Exposition « Translation/Transposition/Transcription » du collectif Haus Terre, Galerie Speedy Grandma, Bangkok, Thaïland, 2015.
Faut-il parler la même langue pour se comprendre ?
Examinant l’acte de traduire inhérent à tout déplacement géographique ou discursif, cette exposition présente des œuvres qui chacune résultent de traductions physiques ou numériques. Faisant de la traduction un dispositif de création, les œuvres présentées témoignent de transformations qui rendent sensibles les liens qu’entretiennent une pensée à une langue. En considérant Internet et ses outils, non plus seulement comme de simples vecteurs de contenus mais comme de véritables langages porteurs d’une vision du monde, les quatre artistes qui composent cette plateforme questionnent chacun à leur manière la mémoire, le passage, la géographie, le virtuel et la collectivité.
Avec sa RWBWR company, Mélanie Villemot s’intéresse à la transposition du contenu au contenant. Cette start-up qu’elle a créée, tirant son nom des couleurs des drapeaux thaïlandais et français, ne vend aucun produit, ni service. Elle propose simplement une image, une sensation de bien-être.
L’artiste mène ainsi des expérimentations sur le langage, mêlant les codes issus de la publicité à ceux de l’entreprise en ligne et de l’art contemporain. Ponctuellement lors d’expositions, cette compagnie se concrétise dans le monde physique, immergeant le spectateur dans un monde de surface. Si toute publicité est un double message, c’est parce qu’elle réintroduit le rêve et qu’elle a le pouvoir de relier son lecteur à une quantité de mondes possibles. En touchant le produit – une sensation de plénitude – par le langage publicitaire, elle lui donne du sens, le transforme en expérience de l’esprit.
Une transposition du réel au virtuel, du virtuel au réel. C’est ce que propose Samy El Ghassasy avec son installation Clou de Voirie Google, constituée de sept dessins et d’un clou de voirie gravé du G de google, enfoncé dans un socle. Ce clou vient d’un autre temps, celui d’avant la géolocalisation satellite, lorsque pour se repérer, l’on s’aider d’éléments naturels ou de balises. En transposant les coordonnées géographiques de Bangkok de google earth à l’espace physique et en mettant en scène ce clou de voirie dans une bande dessinée afin d’illustrer sa présence dans l’espace d’exposition, l’artiste touche à cette quête obsessionnelle de l’homme de se situer dans l’espace.
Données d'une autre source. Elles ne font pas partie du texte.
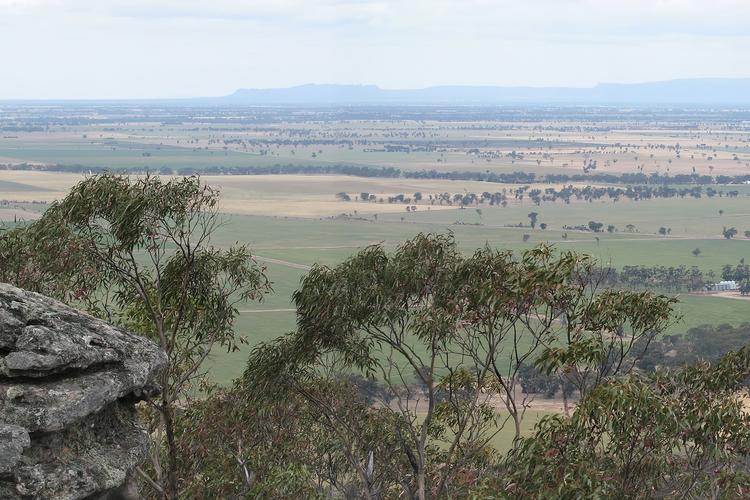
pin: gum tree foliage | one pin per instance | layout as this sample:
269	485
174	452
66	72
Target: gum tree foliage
445	334
673	434
139	254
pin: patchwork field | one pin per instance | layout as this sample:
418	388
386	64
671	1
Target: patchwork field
294	218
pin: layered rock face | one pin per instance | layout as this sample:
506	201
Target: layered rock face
68	385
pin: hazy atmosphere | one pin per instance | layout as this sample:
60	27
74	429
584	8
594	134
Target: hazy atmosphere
374	249
81	49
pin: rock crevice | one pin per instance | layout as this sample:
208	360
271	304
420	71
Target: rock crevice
68	383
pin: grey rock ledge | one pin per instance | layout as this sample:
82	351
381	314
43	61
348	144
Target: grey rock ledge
68	385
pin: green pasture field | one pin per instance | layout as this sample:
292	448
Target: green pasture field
304	242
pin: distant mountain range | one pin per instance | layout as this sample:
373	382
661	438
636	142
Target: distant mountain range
693	92
696	92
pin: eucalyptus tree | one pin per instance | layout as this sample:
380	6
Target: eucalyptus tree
447	335
138	252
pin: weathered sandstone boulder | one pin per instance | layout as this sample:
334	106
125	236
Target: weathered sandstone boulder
68	385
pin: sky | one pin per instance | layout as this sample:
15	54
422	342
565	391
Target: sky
98	49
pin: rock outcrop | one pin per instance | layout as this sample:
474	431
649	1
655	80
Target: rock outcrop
68	384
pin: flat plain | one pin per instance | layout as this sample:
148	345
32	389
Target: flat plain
295	218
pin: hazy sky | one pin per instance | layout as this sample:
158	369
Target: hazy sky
177	48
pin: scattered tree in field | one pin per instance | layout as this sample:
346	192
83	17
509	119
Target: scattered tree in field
533	218
729	233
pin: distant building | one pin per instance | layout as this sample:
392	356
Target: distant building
723	286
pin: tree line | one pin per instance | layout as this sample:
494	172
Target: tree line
517	177
445	336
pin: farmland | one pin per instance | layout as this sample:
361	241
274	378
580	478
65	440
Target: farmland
307	211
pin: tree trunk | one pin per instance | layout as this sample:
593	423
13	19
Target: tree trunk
170	488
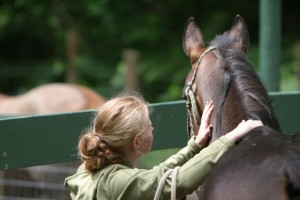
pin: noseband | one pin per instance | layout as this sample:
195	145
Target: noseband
193	116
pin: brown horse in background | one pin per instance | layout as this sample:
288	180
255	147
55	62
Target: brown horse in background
51	98
266	163
45	99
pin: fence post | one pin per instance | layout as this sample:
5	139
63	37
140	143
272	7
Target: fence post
270	43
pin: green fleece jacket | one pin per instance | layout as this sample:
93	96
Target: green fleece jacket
123	182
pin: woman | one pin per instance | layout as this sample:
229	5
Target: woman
121	133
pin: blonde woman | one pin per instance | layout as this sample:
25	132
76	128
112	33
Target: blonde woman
121	133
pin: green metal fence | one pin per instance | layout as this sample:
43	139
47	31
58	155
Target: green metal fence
36	140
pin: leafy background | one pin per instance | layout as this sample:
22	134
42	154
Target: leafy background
33	41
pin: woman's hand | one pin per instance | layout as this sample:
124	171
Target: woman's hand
242	129
205	129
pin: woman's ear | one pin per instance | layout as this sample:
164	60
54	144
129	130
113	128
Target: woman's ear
135	143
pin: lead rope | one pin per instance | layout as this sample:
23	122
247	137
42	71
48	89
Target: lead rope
162	182
192	112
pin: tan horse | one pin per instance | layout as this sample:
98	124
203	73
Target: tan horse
51	98
47	99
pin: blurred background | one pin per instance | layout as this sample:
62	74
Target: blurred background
93	43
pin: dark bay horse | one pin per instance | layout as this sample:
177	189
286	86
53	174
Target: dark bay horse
266	163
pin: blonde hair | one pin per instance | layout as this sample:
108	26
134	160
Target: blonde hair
116	123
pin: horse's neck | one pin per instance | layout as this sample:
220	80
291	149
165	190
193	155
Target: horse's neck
228	118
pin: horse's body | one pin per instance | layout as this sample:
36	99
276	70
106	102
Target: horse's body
51	98
46	99
266	164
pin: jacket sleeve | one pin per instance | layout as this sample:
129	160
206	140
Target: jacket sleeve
142	184
182	156
194	172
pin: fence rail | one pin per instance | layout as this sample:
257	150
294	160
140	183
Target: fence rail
45	139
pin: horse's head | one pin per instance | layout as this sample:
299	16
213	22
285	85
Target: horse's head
221	72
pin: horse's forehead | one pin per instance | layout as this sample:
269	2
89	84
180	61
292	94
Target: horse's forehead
208	64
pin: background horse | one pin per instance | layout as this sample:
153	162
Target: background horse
51	98
266	163
45	99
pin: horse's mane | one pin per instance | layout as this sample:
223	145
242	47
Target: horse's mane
240	76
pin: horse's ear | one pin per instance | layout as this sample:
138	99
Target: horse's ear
239	32
192	36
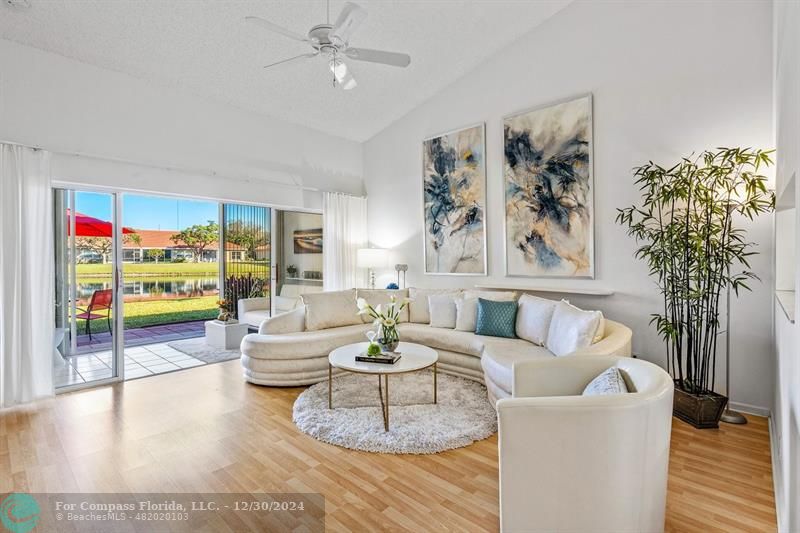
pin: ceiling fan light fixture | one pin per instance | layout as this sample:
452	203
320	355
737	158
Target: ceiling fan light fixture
341	74
333	41
339	69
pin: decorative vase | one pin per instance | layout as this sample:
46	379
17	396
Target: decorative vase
388	338
703	411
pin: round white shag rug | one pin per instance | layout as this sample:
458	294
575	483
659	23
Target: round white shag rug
416	425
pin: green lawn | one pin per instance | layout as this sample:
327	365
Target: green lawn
152	269
159	269
157	312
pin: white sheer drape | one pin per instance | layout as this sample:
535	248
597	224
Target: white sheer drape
344	220
26	276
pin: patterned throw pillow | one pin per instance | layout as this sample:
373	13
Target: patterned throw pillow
609	382
496	319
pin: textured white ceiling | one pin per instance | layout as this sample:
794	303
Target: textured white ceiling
204	46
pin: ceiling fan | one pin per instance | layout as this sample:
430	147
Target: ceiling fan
332	42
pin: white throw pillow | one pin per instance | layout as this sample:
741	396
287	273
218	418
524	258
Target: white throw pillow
609	382
442	308
534	315
466	314
331	309
419	312
571	329
601	330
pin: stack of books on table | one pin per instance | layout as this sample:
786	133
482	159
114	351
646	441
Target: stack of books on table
385	358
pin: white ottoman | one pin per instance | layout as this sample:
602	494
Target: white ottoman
225	335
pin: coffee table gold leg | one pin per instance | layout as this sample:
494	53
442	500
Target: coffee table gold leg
384	405
386	418
435	394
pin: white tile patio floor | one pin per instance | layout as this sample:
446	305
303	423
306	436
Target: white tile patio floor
140	361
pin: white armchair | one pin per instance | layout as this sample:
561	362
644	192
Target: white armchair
584	463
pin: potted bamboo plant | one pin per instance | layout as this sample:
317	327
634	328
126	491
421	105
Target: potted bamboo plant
686	232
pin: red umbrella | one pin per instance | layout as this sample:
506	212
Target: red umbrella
86	226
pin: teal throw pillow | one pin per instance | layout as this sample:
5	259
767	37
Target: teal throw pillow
496	319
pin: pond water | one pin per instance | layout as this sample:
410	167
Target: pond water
152	288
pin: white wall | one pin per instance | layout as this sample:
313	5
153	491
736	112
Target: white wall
785	424
67	106
668	78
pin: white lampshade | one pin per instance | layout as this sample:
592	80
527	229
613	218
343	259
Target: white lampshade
372	257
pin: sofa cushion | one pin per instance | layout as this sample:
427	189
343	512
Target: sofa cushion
381	297
466	314
497	319
608	382
418	310
571	328
442	308
533	318
331	309
443	339
304	344
499	356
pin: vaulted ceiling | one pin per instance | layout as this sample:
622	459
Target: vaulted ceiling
206	48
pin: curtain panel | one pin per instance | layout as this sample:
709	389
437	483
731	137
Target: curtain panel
344	220
26	276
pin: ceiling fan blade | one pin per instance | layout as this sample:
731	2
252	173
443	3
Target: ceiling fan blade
348	81
394	59
267	25
301	56
349	20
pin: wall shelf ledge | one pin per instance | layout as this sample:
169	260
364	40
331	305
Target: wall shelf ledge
586	291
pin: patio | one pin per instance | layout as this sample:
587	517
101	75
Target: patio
141	336
146	353
140	361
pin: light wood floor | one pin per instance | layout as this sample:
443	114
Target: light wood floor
205	430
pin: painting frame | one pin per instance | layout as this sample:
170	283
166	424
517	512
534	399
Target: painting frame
484	240
304	241
591	242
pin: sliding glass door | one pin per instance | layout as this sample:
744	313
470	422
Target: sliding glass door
246	262
87	307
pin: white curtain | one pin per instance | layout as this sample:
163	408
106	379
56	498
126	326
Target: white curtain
344	220
26	276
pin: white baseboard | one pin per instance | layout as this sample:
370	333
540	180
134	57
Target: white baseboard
777	474
750	409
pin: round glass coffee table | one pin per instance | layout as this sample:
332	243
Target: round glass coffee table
413	357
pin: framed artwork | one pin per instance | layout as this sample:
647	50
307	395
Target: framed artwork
307	241
549	189
454	198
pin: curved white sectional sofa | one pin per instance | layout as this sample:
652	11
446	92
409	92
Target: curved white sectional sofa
292	349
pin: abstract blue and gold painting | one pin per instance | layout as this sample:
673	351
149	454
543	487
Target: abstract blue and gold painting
454	190
549	185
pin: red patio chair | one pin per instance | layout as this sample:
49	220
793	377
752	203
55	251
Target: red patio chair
101	301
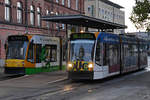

L’oeuvre Liquid Stone de Robin Garnier Wenisch renvoi à la poétique de la bouteille à la mer. Ses moulages de bouteilles d’eau minérale en béton durci à la congélation, se transforment au fil du temps en des objets friables. Tout en interrogeant les qualités inhérentes au béton, l’artiste touche à l’idée d’un message sans destinataire précis, n’ayant aucune assurance d’être lu. Le médium et l’impossibilité de contrôler sa forme, concrétisent le message. L’artiste devient passeur, pas de mots ni de sens mais d’une mémoire incertaine. Il est l’intermédiaire d’un échange, celui de l’ouverture d’un texte.
Avec sa série de dessins intitulée Chronographies, Guillaume Coutances interroge ce rapport à la mémoire. Si le dessin traduit souvent des questions spatiales, l’artiste souhaite dans cette œuvre lui faire dire le temps. Chacun des dessins représente une heure pour l’artiste. Chaque forme est une tentative pour figer et matérialiser l’intangible. On y discerne des strates géographiques ou des cernes des arbres, telles les couches successives de la mémoire du geste de l’artiste.
Ces dessins prennent finalement la forme d’une calligraphie, d’un alphabet inconnu, prenant sens dans le regard du spectateur et disparaissant aussitôt.
Cette exposition propose une juxtaposition de récits, une unité au sein de multiplicités. Si chacun des artistes propose des visions différentes du passage, c’est parce que la traduction est toujours un transport, une interprétation. Elle est un rapport à l’altérité.